According to another aspect of the present invention, there is provided a digital image processing apparatus, including: a detector configured to detect an edge direction or an edge size of an input image signal; And an edge emphasis unit for determining an emphasis strength of an edge based on the detected directionality or the size of the edge, and for emphasizing the edge of the input video signal according to the determined edge emphasis. Is achieved by

The edge emphasis unit may include a filtering unit filtering the input image signal; And a gain controller configured to control a gain to be multiplied by the input image signal filtered by the filtering unit based on the detected edge direction or the size of the edge.

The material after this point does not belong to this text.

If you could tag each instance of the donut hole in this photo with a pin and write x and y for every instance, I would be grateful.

The detector may include an edge directional detector configured to detect directionality of an edge of the input video signal; And an edge size detector for detecting the size of the edge by calculating a difference between pixel values of the edge of the input image signal.

Preferably, the filtering unit filters the input image signal in a vertical direction and a horizontal direction of a pixel.

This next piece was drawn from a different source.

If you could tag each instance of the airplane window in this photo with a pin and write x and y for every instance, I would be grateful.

The gain controller may include a gain determiner configured to determine a gain based on the detected directionality of the edge or the size of the edge; And a gain corrector that multiplies the gain determined by the gain determiner by the image signal filtered by the filter.

The gain control unit may further include a threshold generation unit configured to generate a threshold value for the direction of the edge or the size of the edge, which is a reference of the gain determination, and the gain determination unit may include a threshold value generated by the threshold value generation unit. It is desirable to determine the gain by comparing the direction of the detected edges or the size of the edges.

The threshold generator may include a direction threshold generator configured to generate one or more threshold values as a reference for determining the gain according to the direction of the edge; And a magnitude threshold generator for generating at least one threshold value as a reference of the gain determination according to the size of the edge.

The gain correction unit may further include an adder configured to add an input video signal to the filtered video signal multiplied by the determined gain to emphasize edges.

According to another aspect of the present invention, there is provided a digital image processing method comprising the steps of: detecting a direction of an edge of an input image signal or a magnitude of an edge; And determining the emphasis strength of the edge based on the detected directionality or the size of the edge, and emphasizing the edge of the input video signal according to the determined degree of edge strength.

The edge enhancement step may include filtering an input video signal to determine the strength of the edge; And controlling a gain to be multiplied by the filtered video signal based on the direction of the detected edge or the size of the edge.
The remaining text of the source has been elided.